In ogni caso la conseguenza che più detesto delle cotte è la perdita totale di intelligenza e sapere. Passo dall’essere forbito come Michela Murgia al vocabolario poco ambizioso di un ballerino di Amici.
In sua compagnia comincio a ridere con un “ha-ha-ha!”, con intervalli regolari di due minuti. Qualunque cosa lui dica rispondo con un “aaah-ha-ha-ha! Ha!”, buttando indietro il capo e i capelli e sbudellandomi dalle risate anche se sta solo parlando di come Salvini e i 5stelle non potranno governare insieme perché sul quadernone avevano scritto appunti rabbiosi fino alle elezioni e poi solo un sacco di pagine vuote, e quindi è una cosa tremenda, non ci sarebbe niente da ridere, è il nostro prossimo futuro distrutto, ma io rido per compiacerlo. E quando non rido sto zitto, altrimenti tartaglio, pause lunghissime in cui cerco di ragionare e non so come rompere il silenzio, e così lui se ne accorge e me lo fa notare, e quando fai notare a una persona timida che sta in silenzio cosa succede? Che la spingi a dire qualcosa in fretta e furia.
Mi compaiono davanti alcuni argomenti di conversazione appetibili e li vedo volteggiare su un tabellone. “Religione: perdita esponenziale della fede nella società media del duemila”, “ambiente: inarrestabile morte delle api in tutto il globo”, “benessere: le spezie stimolano davvero le difese immunitarie?”, ma non ho tempo, lui è accanto a me che aspetta come Mike Buongiorno, e io non ho vocali da comprare. Sono ormai una cheerleader che sogna di conquistare il campione di basket della scuola e sa che dargli la fessa è una mossa vana perché può averne a furgoni ed è troppo scema per conquistarlo con la personalità, visto che la mia l’ho persa quando sono uscito di casa!
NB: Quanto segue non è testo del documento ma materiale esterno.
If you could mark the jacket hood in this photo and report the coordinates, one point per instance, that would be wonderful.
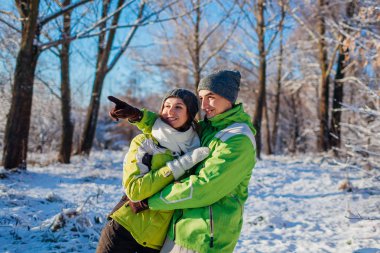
(234, 115)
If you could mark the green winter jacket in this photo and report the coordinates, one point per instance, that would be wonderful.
(149, 227)
(209, 204)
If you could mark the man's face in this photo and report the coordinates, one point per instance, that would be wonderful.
(213, 104)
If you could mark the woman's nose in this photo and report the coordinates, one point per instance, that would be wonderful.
(204, 104)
Allora mi butto. Pesco un argomento al volo dal tabellone dei suggerimenti ma ne pesco due o tre insieme per la fretta e la voglia disperata di fargli fare quel “ha-ha-ha!” che sto ripetendo io istericamente, voglio farlo ridere e guadagnare punti, deve ridere cazzo!, ma per la tensione mi escono tutti gli argomenti insieme, sia “religione” che “agricoltura”, e allora dico “sdragusnia”, che a una prima analisi superficiale potrebbe sembrare una parola russa, ma è solo un mix di tredici parole italiane diverse.
Lui mi guarda imbarazzato e mi chiede “scusa…?” e io per la vergogna non parlo per il resto della serata, anche perché ho smesso di produrre saliva da mezz’ora e la mia voce è simile al rumore che fa un’adorabile vecchina di 106 anni dimenticata in un ospizio, e chi vuole scoparsi una vecchia centenaria?
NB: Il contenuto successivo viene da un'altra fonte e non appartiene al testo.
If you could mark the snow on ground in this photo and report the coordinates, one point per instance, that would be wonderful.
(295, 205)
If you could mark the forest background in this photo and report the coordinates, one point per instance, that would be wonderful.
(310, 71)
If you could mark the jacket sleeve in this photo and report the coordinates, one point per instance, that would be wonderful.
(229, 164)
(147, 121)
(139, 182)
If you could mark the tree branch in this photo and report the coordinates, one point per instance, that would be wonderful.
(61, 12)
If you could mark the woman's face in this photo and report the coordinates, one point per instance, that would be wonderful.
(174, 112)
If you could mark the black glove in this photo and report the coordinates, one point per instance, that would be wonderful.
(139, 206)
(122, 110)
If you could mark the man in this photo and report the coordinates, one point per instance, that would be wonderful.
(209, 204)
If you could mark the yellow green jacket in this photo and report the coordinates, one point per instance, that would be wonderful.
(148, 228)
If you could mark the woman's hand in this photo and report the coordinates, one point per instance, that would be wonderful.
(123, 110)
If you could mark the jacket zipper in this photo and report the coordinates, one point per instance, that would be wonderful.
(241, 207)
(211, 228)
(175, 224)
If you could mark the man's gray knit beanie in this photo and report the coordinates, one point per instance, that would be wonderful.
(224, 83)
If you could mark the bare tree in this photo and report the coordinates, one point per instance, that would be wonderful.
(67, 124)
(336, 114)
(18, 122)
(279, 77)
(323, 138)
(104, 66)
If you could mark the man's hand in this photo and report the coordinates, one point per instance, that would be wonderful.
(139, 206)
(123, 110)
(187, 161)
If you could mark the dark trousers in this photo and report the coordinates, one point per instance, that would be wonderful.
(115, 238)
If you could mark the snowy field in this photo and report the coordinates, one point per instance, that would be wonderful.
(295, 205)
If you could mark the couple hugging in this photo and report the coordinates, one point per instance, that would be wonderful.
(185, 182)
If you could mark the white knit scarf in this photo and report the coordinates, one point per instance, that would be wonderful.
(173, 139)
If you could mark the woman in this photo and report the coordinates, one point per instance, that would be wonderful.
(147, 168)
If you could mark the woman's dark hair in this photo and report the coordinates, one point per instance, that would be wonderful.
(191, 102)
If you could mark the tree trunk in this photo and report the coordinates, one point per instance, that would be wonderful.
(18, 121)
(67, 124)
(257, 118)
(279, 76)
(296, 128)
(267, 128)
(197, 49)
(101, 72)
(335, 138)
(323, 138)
La parte sessuale è ancora peggio, perché per riparare alla scena muta di prima cerco almeno di farlo eccitare, esagerando e trasformandomi in una geisha che si mette accovacciata tra le sue gambe, lussurioso, affamato, voglio fare l’esperto almeno di una cosa nella mia patetica vita, il mangiatore di uomini che sa farli impazzire, ma ormai lui starà pensando che non abbiamo niente in comune per poterci sposare e fare figli campioni, non gli viene manco duro e resto con ‘sto coso moscio in mano e mi sento un fallito.
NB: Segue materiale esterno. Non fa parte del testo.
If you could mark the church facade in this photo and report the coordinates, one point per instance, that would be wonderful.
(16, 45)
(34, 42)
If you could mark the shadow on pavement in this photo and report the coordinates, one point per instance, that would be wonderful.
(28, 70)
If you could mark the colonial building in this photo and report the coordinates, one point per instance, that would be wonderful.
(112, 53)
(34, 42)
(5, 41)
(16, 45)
Cado nello sconforto, scappo a casa e gli scrivo “scusa, non sentiamoci per un po’, stiamo correndo troppo e non sono ancora pronto, sai, il mio ex mi ha ferito”.
Quindi sto in riabilitazione per sei mesi, non esco di casa e ingrasso, e torno a cercarmi un impiegato delle poste con cui avere una placida storia d’amore senza psicosi.